Aside from the obvious privilege many cisgender heterosexual couples have over us when it comes to procreation, there’s also more information when it comes to IVF and how they can access it via the NHS.

For heterosexual couples it depends on the NHS trust as to how many attempts you can have funding for and women have to reach certain criteria in terms of age, health and how long they’ve been trying for a baby. For gay couples, it is even less clear and often down to the discretion of individual NHS trusts as what help they will offer.

According to LGBT charity Stonewall, many NHS Trusts will require same-sex female couples to have tried to conceive six times using artificial insemination before offering funding. It is the decision of your trust if at home artificial insemination counts (which is free), but this could mean costs of up to £8,000 at a fertility clinic.
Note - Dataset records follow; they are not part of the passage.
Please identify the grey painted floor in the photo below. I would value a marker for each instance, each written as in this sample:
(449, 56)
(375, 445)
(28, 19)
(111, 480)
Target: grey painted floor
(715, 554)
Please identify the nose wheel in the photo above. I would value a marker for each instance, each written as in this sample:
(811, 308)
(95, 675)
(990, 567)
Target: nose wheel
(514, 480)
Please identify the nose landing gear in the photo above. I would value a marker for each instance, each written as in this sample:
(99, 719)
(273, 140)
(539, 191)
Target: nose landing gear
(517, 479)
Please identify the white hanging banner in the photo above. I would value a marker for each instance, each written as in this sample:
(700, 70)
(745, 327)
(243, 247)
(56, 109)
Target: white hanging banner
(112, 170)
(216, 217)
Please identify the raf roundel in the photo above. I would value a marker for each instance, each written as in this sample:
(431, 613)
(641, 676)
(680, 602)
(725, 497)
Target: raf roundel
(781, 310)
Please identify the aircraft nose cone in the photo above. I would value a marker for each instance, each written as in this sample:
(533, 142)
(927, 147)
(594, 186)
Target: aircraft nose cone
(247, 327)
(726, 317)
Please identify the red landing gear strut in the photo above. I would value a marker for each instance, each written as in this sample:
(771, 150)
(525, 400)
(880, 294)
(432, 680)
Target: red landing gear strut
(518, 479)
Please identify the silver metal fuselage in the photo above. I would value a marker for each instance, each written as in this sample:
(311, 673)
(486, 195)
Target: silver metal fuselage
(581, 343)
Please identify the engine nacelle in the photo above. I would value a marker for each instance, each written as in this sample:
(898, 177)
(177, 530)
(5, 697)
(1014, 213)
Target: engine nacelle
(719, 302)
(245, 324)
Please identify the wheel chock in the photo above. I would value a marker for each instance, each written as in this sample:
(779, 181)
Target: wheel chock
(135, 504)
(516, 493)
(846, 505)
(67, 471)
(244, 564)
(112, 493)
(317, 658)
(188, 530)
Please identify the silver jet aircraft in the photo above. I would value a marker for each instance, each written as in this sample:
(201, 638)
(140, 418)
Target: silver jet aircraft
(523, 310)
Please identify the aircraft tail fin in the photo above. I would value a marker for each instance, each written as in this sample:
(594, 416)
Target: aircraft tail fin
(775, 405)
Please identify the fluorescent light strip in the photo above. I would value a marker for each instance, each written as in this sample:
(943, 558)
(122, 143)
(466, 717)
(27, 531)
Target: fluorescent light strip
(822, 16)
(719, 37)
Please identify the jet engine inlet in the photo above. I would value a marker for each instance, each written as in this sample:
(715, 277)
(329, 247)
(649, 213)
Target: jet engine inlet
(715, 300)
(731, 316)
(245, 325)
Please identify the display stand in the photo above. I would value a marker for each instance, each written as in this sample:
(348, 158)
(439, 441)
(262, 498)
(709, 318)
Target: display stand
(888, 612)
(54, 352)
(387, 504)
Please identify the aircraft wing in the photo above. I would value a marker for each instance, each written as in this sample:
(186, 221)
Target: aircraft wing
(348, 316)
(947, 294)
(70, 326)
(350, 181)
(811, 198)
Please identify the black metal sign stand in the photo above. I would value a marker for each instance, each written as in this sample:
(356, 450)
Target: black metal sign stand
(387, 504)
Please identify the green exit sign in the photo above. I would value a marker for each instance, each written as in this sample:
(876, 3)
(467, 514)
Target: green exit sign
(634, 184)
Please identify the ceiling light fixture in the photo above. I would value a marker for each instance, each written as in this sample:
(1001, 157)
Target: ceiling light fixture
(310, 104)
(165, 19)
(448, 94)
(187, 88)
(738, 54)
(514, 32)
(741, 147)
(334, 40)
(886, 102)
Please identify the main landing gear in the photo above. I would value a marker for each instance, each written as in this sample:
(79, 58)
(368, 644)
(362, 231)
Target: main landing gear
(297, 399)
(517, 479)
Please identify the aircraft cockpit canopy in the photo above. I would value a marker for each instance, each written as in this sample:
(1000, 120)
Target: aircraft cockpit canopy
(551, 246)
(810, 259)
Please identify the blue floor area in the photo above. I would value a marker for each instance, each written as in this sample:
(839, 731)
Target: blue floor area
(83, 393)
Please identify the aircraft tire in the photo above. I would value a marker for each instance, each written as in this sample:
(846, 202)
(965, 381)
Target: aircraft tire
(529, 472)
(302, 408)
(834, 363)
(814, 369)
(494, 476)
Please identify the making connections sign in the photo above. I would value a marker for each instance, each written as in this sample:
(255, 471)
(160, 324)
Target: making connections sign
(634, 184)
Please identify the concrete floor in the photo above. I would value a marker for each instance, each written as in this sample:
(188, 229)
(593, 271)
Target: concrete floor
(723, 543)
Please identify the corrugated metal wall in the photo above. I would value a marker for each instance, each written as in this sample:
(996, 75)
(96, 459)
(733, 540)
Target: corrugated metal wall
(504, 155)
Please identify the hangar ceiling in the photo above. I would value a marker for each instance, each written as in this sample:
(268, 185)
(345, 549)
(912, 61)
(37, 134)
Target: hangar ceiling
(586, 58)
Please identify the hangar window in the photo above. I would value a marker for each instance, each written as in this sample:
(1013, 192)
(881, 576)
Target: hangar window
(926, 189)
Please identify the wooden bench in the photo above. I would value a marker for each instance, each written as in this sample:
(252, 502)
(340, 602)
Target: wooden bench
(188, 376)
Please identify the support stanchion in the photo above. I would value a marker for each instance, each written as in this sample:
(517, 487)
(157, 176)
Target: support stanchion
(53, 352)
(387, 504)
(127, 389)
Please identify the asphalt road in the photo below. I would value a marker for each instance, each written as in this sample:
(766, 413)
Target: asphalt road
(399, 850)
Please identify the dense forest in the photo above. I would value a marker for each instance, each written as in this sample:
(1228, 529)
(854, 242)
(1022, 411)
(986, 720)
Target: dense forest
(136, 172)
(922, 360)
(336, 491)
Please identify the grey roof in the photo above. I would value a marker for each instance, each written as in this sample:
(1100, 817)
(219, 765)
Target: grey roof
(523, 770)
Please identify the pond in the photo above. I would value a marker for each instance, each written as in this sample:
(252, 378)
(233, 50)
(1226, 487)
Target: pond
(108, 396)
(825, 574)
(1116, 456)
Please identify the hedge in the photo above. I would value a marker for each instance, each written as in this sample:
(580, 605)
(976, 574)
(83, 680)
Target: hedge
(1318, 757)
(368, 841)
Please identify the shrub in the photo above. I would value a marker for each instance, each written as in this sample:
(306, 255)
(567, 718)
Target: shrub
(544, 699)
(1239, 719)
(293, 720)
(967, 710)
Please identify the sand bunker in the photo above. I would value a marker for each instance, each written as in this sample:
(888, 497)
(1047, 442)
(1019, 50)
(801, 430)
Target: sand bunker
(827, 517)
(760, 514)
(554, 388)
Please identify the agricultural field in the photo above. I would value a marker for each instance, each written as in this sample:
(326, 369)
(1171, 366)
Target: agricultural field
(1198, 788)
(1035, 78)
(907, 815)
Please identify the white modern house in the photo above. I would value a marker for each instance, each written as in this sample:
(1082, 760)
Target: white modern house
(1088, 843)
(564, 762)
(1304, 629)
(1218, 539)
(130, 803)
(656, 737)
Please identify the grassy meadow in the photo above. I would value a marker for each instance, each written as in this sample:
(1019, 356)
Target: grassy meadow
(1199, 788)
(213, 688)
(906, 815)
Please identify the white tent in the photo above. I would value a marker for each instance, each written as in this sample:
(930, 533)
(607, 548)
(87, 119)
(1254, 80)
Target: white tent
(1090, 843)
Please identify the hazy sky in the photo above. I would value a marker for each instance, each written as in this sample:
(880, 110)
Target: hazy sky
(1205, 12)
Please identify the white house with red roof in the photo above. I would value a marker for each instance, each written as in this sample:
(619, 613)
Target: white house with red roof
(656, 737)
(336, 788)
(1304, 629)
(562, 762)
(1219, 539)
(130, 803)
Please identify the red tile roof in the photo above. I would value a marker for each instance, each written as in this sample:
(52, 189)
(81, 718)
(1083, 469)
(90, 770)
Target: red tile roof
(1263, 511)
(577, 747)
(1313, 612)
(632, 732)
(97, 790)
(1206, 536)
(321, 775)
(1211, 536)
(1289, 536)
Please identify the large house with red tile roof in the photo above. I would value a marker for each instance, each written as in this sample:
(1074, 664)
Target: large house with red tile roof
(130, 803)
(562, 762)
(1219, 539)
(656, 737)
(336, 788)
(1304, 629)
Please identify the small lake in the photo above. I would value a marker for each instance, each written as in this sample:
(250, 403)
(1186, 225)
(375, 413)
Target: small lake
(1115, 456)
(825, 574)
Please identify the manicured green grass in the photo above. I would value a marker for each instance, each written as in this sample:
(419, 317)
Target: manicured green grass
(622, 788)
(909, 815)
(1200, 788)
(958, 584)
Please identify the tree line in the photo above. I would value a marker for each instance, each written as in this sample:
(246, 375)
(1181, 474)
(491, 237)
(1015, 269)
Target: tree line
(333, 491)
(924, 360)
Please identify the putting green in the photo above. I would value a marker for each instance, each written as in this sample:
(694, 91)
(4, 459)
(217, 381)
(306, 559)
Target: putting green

There is no clear cut information on what this means for gay men and surrogates.

It should be noted, however, that IVF is not a silver bullet for anyone – LGBTQ+ or not. Even if prospective parents manage to save up for one round of IVF, their chances of achieving pregnancy are scarily low. For women under 35, this stands at 29 per cent and decreases to two percent for those over 44. Your overall health and lifestyle makes a difference to the success rate but still, it feels like playing a (very expensive) lottery.

Researching our options is an overwhelming task. Although it’s clear that state funding for anyone struggling to conceive is an issue, the ambiguity of information for same-sex male couples brings it home that the system is still not yet ready for LGBTQ+ people.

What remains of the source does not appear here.